But it goes deeper than that – we talked about what happens if our fat is our fault, but what if our poor health is our fault? Well, that’s what’s happening and we get to choose how to deal with that within our situation (and let’s be clear that everyone in our society does not have access to the same options and choices). Regardless, it’s nobody else’s business unless we choose to make it their business. Nobody is obligated to choose healthy habits, by any definition. It’s none of anybody else’s business how highly we prioritize our health or what our habits are. We do not owe anybody else “healthy” no matter what size we are.

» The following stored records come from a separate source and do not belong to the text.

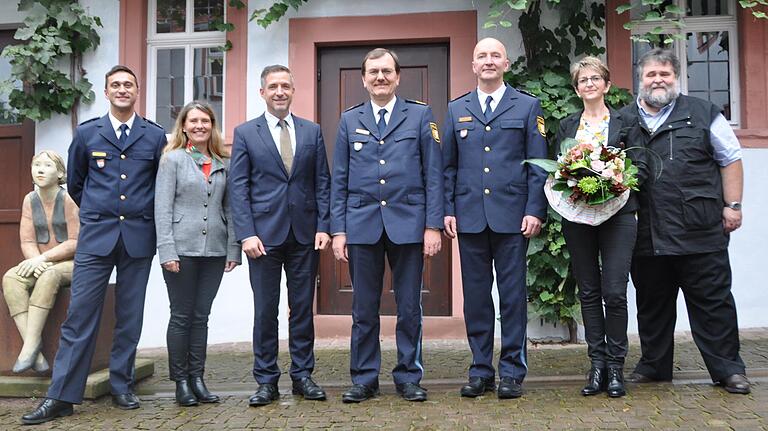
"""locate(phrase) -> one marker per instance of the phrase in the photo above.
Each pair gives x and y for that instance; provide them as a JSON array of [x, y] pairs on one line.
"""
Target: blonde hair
[[57, 161], [179, 139], [589, 62]]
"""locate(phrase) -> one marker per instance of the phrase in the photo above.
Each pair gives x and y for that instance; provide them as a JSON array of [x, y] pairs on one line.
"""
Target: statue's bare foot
[[41, 365], [26, 359]]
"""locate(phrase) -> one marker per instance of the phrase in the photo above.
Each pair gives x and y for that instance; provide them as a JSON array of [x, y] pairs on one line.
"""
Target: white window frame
[[701, 24], [188, 40]]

There are all kinds of things that people of all sizes choose that don’t necessarily prioritize our health – People are allowed to jump out of helicopters wearing skis, drink two bottles of vodka a day, forgo sleep, attempt to climb mountains that nobody has ever climbed, not look both ways before crossing the street etc. But nobody is suggesting that people who don’t get enough sleep should lose their healthcare or pay more for health insurance. My point is that this “naughty fatties need to be punished” talk is often, if not always, about trying to justify bigotry. It’s also often done by people who insist that they should get a say in how other people live, but without any interest in people telling them how to live.
When it comes to telling other people how to live, I think it’s a bad idea. I think that if we’re interested in public health, we should work to make sure that everyone has good information and options, and then respect other people’s choices just like we want our choices to be respected.